Not that Severus was entirely sure why she was so enthused about visiting a place that rejoiced in the title City of the Dead, but that was one of the dangers of marrying and archaeologist. They tended to get excited about things that normal people – sane people – avoided like the plague.
Marrying an archaeologist was how Severus had ended up spending his honeymoon in Wizarding Pompeii, exploring the ruins of the Secret City that had once occupied the island. And now, for their anniversary, they were headed into the deep deserts of Egypt, looking for a city that had been lost for six thousand years and could, as far as Severus was concerned, stay lost for another six.
However, Hermione was determined, and he loved Hermione, and so here he was.
On a camel.
In the desert.
Getting sunburn.
On the other hand, he couldn't exactly complain. It was only fair that he accompany his love on the search for Hamunaptra. Certainly after the incident with the troll toenails he owed her this.
And, he comforted himself, it would be better once they had actually reached the city. He had learned that the ancient Egyptians had known how to build for the heat, much better than modern man did. Their cities tended toward being cooler than average, placed to take advantage of what breezes there were, with ancient architectural cooling systems that continued to function even millennia after the last human had abandoned them. And if the cities were magical…well then. If there was any trace of magic in Hamunaptra, the city would be an oasis, and Severus would lose himself happily in the study of whatever spellcraft remained after so long.

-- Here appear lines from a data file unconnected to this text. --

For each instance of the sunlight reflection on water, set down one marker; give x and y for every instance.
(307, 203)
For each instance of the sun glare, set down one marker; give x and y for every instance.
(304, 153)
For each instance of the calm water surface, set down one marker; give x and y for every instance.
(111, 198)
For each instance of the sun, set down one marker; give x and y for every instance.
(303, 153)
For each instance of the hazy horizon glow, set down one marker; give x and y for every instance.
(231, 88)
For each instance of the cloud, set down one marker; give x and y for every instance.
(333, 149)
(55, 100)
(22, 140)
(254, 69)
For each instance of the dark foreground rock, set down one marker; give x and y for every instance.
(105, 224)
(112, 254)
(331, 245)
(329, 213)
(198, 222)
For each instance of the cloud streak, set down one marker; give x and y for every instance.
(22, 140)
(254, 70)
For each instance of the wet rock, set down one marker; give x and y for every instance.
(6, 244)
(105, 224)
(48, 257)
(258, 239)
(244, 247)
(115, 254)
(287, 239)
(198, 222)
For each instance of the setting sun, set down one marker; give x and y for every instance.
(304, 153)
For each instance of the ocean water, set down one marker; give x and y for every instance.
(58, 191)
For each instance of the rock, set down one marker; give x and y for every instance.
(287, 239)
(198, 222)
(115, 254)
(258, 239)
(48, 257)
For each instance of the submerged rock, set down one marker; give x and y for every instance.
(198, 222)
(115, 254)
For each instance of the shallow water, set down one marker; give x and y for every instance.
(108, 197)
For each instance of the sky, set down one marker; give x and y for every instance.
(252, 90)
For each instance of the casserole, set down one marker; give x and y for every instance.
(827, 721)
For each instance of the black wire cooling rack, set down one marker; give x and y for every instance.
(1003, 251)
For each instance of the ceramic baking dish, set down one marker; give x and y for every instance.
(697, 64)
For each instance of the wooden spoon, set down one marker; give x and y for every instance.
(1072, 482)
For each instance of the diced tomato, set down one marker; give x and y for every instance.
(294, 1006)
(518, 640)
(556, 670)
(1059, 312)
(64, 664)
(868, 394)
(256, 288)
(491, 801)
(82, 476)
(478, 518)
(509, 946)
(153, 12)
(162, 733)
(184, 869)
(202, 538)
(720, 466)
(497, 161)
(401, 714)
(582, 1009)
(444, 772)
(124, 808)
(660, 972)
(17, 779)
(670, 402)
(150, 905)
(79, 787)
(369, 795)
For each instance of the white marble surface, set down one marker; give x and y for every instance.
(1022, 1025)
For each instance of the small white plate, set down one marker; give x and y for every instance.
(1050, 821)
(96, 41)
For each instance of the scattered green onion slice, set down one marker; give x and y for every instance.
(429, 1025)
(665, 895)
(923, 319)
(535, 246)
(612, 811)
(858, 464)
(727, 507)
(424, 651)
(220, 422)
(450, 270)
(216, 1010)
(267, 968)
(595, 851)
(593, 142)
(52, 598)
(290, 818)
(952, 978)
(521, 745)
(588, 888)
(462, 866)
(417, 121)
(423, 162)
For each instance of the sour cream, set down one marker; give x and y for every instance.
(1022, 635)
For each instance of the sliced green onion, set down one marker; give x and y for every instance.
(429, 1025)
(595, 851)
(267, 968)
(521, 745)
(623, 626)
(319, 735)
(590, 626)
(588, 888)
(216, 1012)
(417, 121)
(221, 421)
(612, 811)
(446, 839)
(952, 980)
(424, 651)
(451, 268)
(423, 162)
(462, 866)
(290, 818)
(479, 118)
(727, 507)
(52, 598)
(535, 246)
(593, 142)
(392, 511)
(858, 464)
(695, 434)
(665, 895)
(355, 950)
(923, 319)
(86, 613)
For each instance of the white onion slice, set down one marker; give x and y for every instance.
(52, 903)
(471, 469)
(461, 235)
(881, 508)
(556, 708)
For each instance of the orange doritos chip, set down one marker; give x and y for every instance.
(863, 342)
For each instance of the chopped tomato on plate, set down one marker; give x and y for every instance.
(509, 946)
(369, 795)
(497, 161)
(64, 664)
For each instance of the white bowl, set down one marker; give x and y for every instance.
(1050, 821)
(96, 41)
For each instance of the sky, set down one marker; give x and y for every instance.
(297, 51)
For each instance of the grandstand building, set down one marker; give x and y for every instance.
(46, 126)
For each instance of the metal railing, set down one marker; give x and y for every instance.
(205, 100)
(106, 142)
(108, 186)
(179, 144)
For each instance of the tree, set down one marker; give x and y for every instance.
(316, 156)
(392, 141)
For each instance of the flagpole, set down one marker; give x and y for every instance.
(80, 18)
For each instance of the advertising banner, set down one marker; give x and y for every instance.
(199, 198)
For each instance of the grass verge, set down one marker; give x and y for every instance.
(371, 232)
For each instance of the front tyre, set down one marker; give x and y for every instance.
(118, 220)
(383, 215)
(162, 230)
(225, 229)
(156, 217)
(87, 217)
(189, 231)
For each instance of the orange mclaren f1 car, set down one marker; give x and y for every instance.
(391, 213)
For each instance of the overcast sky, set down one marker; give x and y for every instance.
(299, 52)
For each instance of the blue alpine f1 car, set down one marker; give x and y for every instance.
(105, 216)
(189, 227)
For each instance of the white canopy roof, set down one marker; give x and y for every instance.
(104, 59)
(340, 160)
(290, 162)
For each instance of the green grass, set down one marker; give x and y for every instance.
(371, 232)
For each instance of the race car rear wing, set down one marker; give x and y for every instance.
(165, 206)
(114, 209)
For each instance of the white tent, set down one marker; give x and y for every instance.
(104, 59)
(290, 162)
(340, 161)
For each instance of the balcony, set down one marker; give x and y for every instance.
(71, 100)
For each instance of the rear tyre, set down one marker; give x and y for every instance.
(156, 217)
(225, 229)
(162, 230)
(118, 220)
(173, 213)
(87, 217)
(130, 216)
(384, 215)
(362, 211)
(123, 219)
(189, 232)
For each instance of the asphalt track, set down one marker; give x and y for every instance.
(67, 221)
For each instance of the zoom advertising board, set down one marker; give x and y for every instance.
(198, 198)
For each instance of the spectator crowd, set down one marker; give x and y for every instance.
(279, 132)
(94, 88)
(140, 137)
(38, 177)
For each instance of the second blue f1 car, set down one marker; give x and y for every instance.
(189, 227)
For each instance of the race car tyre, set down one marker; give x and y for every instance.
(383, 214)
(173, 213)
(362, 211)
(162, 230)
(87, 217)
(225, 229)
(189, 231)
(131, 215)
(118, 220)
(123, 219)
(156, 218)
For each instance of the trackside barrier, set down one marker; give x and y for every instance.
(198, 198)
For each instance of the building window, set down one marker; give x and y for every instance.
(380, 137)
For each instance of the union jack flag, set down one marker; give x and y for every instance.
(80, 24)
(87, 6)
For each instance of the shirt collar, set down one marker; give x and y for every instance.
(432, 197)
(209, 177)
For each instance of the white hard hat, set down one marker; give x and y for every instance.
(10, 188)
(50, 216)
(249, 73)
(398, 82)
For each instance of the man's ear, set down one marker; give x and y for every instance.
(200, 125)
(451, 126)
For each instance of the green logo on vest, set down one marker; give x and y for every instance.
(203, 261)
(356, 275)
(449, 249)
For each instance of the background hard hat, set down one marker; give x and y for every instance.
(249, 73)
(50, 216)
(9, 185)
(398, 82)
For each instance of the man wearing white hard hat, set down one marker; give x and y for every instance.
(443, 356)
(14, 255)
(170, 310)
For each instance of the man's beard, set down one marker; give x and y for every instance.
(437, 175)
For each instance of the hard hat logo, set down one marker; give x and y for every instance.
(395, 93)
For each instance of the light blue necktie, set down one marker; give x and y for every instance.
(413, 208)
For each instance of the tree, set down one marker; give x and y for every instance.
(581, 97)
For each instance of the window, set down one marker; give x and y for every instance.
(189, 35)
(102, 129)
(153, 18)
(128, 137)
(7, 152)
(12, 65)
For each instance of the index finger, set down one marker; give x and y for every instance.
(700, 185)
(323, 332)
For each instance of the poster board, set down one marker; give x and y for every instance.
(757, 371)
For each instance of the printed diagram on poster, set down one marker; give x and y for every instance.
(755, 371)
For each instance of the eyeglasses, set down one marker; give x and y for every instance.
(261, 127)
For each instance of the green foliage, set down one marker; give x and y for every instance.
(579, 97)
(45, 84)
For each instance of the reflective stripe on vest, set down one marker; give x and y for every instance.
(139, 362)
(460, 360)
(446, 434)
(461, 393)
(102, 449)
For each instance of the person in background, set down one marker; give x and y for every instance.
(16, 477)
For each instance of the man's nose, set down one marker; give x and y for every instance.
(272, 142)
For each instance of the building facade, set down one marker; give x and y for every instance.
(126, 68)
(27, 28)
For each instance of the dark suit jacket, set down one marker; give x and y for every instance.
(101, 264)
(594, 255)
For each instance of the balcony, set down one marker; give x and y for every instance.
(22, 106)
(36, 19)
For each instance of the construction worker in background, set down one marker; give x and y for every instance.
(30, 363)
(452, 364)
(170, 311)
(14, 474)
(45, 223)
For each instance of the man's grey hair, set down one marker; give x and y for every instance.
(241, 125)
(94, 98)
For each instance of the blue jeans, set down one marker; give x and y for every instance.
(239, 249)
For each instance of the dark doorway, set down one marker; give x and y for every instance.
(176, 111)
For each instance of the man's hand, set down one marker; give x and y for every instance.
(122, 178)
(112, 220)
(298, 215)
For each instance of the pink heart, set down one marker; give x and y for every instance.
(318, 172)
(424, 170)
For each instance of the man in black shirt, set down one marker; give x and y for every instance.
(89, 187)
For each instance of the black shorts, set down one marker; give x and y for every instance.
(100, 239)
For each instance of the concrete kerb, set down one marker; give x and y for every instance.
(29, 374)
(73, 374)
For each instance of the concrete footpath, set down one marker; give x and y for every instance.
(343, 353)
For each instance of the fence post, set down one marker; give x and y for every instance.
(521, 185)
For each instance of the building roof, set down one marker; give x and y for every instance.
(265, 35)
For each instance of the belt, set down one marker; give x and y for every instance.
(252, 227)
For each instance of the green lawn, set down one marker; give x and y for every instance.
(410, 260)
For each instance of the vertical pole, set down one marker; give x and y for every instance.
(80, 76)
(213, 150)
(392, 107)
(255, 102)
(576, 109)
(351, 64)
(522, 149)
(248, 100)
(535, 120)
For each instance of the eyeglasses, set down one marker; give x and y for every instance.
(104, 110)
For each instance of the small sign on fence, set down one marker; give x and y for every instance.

Which was usually a surprising amount, if he was being honest. Those ancients did build to last, whether that was architecture or spellwork. Surprisingly sophisticated, too. Elegant and not wasteful – not at all like modern magic. He was quite fascinated by it.
It suddenly occurred to Severus that discovering Hamunaptra was going to be quite as exciting for him as for his wife. And she must have known that. She knew of his fondness for ancient magics, how much he enjoyed studying and analyzing them. She was, after all, the person who had ordered twenty copies of his first paper on the subject of Babylonian Runecrafting, forced him to sign them, and handed them out to everyone of their acquaintance.
He glanced at her from the corner of his eye, a smile tugging at the corner of his mouth despite his precarious perch, and watched her shoot up straight in her seat, her keen dark eyes fixed on the horizon.
"There!" she cried and, following her pointing arm, Severus saw the shimmer on the sands. It could be the lost city, or it could be a mirage, but before he could say anything Hermione was already in motion, her camel's gait lengthening smoothly until it was running.
Severus contemplated following at a more sedate pace. He was a man grown, after all, not a reckless child. But then he grinned, and he laughed, and spurred his own camel into a lumbering run.
In the end he supposed it didn't matter whether they found the ancient city or a load of sand. They were together, and that was all that mattered.